Há calulus em Angola e em S. Tomé, cada um deles com as suas características. No Brasil há um prato dos tupi-guarani com algumas semelhanças denominado caruru.
A D. Ana, cozinheira no Passante, o restaurante ao lado do hotel Pestana Miramar, quis mostrar-me como se faz um calulu como deve ser. Quando entrei no Passante, cá fora estariam 31º, mas com uma humidade superior a 90%. Lá dentro, não sei, mas com o fogão a carvão a trabalhar em pleno na cozinha estava um pequeno inferno. Sobre as bancadas acumulavam-se as plantas para o calulu. A minha primeira tarefa foi separá-las uma a uma sobre uma mesa e identificá-las.
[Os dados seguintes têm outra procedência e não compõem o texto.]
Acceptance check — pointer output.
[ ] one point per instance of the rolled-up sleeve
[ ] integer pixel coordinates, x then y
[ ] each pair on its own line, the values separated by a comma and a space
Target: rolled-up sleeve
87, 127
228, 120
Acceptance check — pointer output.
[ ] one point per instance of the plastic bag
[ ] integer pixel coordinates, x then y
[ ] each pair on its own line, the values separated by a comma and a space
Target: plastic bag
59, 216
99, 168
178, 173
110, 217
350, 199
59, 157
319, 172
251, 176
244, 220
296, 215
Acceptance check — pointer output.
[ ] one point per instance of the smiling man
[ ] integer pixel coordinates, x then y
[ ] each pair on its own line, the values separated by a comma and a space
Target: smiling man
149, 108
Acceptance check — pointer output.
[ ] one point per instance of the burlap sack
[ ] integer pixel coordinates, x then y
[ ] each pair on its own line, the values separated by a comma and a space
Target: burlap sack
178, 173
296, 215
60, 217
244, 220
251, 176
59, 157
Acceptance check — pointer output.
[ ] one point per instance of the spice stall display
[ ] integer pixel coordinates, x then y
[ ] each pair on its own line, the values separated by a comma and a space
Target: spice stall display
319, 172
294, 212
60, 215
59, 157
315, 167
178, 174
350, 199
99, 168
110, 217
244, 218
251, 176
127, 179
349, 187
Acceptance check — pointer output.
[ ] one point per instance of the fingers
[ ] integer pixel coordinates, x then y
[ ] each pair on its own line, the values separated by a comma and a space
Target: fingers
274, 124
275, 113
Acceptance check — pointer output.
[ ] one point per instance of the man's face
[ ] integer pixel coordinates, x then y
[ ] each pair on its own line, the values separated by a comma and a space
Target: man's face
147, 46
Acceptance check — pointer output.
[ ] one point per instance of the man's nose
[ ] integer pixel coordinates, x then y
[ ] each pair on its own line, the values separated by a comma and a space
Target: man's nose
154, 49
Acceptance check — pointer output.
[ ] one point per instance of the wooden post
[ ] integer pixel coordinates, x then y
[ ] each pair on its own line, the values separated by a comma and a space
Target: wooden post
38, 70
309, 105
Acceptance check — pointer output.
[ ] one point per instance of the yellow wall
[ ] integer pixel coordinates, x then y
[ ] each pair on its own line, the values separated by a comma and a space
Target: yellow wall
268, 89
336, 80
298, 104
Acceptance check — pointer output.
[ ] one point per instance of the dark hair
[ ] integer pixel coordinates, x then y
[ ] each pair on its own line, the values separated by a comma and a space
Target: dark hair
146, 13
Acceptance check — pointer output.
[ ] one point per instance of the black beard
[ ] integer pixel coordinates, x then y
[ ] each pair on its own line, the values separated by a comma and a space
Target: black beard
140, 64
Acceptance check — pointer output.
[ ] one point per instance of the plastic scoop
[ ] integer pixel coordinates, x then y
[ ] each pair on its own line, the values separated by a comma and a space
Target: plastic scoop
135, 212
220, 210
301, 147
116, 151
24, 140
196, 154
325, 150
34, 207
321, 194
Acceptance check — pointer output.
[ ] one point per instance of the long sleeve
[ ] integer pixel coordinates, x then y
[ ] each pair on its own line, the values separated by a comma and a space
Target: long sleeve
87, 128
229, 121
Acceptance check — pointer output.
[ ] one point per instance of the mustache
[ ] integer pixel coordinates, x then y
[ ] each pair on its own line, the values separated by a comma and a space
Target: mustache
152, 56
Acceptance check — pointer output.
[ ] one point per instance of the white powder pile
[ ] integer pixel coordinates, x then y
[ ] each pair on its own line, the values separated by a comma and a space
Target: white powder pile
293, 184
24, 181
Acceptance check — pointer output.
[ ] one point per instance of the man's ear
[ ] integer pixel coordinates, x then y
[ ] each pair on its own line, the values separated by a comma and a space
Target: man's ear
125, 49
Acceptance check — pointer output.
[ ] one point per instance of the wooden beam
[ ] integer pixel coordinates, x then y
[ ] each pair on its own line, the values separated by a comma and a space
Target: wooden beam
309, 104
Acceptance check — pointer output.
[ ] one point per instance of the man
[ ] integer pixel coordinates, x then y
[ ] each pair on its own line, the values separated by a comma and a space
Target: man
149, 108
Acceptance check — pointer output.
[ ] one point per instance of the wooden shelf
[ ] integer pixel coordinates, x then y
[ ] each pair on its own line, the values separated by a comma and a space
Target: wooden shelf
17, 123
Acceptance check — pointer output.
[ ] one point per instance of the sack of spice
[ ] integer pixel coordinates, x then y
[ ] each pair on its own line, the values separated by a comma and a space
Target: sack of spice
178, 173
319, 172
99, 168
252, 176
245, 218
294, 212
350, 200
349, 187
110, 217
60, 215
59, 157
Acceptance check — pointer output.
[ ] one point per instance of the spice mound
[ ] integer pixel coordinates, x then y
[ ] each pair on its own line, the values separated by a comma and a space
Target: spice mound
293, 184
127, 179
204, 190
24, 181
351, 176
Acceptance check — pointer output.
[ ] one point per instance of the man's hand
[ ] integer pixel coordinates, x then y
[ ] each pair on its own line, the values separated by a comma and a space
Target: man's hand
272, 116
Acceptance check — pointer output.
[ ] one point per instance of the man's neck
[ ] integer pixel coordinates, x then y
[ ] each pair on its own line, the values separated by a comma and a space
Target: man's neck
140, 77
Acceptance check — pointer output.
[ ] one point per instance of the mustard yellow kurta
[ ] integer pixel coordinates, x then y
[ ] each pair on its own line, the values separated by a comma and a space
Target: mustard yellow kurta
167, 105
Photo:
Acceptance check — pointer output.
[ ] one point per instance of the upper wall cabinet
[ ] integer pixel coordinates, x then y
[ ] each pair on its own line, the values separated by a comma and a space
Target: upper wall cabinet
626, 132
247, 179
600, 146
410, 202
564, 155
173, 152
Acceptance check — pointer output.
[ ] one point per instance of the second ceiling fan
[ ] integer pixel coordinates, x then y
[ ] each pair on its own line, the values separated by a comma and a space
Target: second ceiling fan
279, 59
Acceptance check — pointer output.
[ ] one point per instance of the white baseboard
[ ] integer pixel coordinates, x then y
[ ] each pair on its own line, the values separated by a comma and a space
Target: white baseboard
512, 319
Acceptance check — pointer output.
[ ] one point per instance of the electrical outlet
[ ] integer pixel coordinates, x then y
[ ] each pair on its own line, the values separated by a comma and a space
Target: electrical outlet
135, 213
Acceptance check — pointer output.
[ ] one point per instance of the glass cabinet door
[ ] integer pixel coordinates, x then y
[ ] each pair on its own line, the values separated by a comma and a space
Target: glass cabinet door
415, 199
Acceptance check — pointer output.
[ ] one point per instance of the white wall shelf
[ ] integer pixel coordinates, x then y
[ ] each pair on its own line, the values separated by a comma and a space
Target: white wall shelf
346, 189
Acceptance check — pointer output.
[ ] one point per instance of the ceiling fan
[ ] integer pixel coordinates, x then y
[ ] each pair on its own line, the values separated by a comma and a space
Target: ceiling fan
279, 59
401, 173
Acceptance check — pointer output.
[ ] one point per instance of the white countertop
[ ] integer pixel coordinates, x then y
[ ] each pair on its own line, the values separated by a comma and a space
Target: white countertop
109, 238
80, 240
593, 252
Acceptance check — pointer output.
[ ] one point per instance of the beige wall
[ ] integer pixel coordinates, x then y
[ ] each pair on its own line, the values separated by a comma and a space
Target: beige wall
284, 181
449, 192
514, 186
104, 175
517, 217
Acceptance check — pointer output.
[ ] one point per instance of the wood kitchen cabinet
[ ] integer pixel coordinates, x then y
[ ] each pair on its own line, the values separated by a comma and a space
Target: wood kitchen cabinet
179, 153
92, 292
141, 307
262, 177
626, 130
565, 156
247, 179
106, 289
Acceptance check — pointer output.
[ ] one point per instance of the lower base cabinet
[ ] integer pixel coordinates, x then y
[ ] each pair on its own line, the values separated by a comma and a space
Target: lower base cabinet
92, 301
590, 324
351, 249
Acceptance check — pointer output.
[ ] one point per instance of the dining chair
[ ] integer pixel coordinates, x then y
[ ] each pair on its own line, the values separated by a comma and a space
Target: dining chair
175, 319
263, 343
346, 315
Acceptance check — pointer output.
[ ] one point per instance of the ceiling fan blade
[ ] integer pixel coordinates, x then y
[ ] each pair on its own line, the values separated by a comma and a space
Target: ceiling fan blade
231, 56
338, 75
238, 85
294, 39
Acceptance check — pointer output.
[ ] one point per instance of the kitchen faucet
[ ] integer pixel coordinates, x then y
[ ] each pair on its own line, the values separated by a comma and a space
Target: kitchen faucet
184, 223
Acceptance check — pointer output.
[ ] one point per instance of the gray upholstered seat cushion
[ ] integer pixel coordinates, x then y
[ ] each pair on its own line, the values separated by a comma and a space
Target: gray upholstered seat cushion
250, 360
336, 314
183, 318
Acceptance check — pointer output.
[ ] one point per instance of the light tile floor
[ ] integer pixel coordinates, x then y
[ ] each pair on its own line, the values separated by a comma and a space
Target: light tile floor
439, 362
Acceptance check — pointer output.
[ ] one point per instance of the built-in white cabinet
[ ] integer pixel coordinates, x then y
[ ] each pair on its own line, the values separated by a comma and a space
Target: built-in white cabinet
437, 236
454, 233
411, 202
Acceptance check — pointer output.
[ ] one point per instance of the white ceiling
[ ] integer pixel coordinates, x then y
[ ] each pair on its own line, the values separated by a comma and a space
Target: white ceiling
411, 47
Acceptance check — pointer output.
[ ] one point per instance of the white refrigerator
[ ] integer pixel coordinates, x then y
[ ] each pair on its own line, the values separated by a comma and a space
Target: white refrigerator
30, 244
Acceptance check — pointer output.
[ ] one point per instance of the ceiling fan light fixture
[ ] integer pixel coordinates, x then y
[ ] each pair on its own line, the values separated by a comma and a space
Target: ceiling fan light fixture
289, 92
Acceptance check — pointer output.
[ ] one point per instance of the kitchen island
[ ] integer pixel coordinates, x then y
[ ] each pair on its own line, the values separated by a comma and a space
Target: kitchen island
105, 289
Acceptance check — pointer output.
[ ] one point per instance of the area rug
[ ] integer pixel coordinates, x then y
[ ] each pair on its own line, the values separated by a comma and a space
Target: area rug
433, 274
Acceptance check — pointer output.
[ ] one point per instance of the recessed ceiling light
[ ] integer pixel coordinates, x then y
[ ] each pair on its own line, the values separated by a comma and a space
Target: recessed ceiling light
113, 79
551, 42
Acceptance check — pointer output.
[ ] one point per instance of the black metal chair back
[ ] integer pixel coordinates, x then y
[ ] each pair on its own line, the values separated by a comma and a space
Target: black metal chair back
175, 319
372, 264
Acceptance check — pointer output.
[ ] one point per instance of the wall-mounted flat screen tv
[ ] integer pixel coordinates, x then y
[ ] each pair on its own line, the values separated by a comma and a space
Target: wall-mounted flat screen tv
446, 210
Os nomes são sugestivos e exóticos: pega rato, guimboá do mato, folha preta, folha tartaruga, folha fraqueza, língua de vaca, rosabilanza, pau pimenta, alfabaca, otage, mússua, maquequim e a indispensável folha mosquito, que se acrescenta no fim. Contei em redor dos quarenta diferentes plantas. É o somatório de todas elas mais a sua interacção que torna o calulu uma comida tão especial, tão curativa do corpo e da alma.
O ingrediente principal é geralmente o peixe seco, andala, voador, atum ou ful-ful, mas também se usa o camarão do ri e o búzio do mar. Dona Ana começou por colocar no panelão a cebola, o tomate, sal, azeite de dendém, quiabos, fruta pão. Em seguida, todas as plantas embrulhadas numa folha de bananeira atada, tipo ramo de cheiros. Passado duas horas, retira-se a fruta pão e as folhas e pisam-se. Adiciona-se o peixe (sem espinhas), ferve mais uma hora e junta-se a fruta pão e as folhas pisadas para engrossar o calulu e volta a ferver. Juntam-se a têmpera (pimenta branca) e «fecha-se» o calulu com farinha de mandioca. Acompanha com arroz, fuba de milho e/ou angú (banana pisada no pilão).
Com o calulu bebe-se vinho tinto, embora uma Roseima, a cerveja santomense, seja cada vez mais popular.
É um prato que vale a pena experimentar pela combinação entre os sabores extremamente vegetais, algum aroma a terra, e o salgado do peixe.